There are many examples of high emitters, who have robust plans to improve – take global building materials giant, LaFarge LafargeHolcim . Not only does cement manufacturing require considerable heat, usually generated by fossil fuels, the chemical process itself (calcination) releases carbon dioxide gas. This helps explain why the company emitted over 148,000,000 tonnes of CO2 (scope 1, 2 and 3) in 2019.
This compares to the median company emissions of 241,000 tonnes for the MSCI All Countries World Index and puts LaFarge LafargeHolcim in the 98th percentile of emitters in the index. A simplistic, low carbon strategy would avoid this company, but LaFarge LafargeHolcim has some of the most aggressive decarbonisation plans in the sector. These begin with cement production with the lowest carbon intensity among its peers and then 2030 targets to reduce scope 1 and scope 2 emissions per tonne of cement by 17.5% and 65% respectively (from a 2018 base).
The group’s investments back these targets up: it is due to open the first net zero cement production facility, and over half of research and development spend is allocated to greener alternatives. Carbon-conscious investors should be supportive of these plans, despite the high emissions today.

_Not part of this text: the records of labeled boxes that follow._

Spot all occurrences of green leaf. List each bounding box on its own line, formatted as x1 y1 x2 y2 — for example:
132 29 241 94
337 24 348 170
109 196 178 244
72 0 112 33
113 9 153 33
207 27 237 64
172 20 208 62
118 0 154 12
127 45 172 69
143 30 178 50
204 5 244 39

Energias de Portugal ( EDP ) is another good example. Until recently, owing to legacy coal assets, it had one the highest carbon intensities in the European utilities space. However, it is successfully reinventing itself as a low carbon power company. By closing coal generation plants and investing heavily in renewables, it plans to reduce emissions from its own operations by 90% from 2015 to 2030. Furthermore, EDP ’s targets keep getting more ambitious: in February the company brought its coal phase-out deadline forward by five years to 2025 and now only spends 2% of its capital expenditure on the fossil fuel (purely for maintenance). The emissions trajectory for EDP looks impressive.
Unfortunately, investors cannot simply pick the companies with the biggest decarbonisation targets. According to the International Energy Agency, around 40% of companies with net zero pledges have yet to set out any detail of how they plan to achieve them. A “net zero by 2050” target is easy enough to set, but the devil, as usual, is in the detail. Analysis by the Transition Pathway Initiative looking at the commitments of companies in high emitting sectors shows that very few have ambitious enough decarbonisation targets. Only by understanding the credibility of targets, and the plans to achieve them, will investors be able to identify high emitting names that are on the right path.
To get investment portfolios to net zero investors need to go beyond looking at a company’s emissions today. Emissions trajectories are what count. Stripping a portfolio of its highest emitters will lead to some quick-wins, but this denies certain sectors the funding they need and fails to achieve real world emissions reductions. Analysing decarbonisation plans to find the credible transition companies enables investors to finance essential climate change mitigation efforts. At the same time, investors gain exposure to companies that are leading their sectors when it comes to the transition to a net zero economy.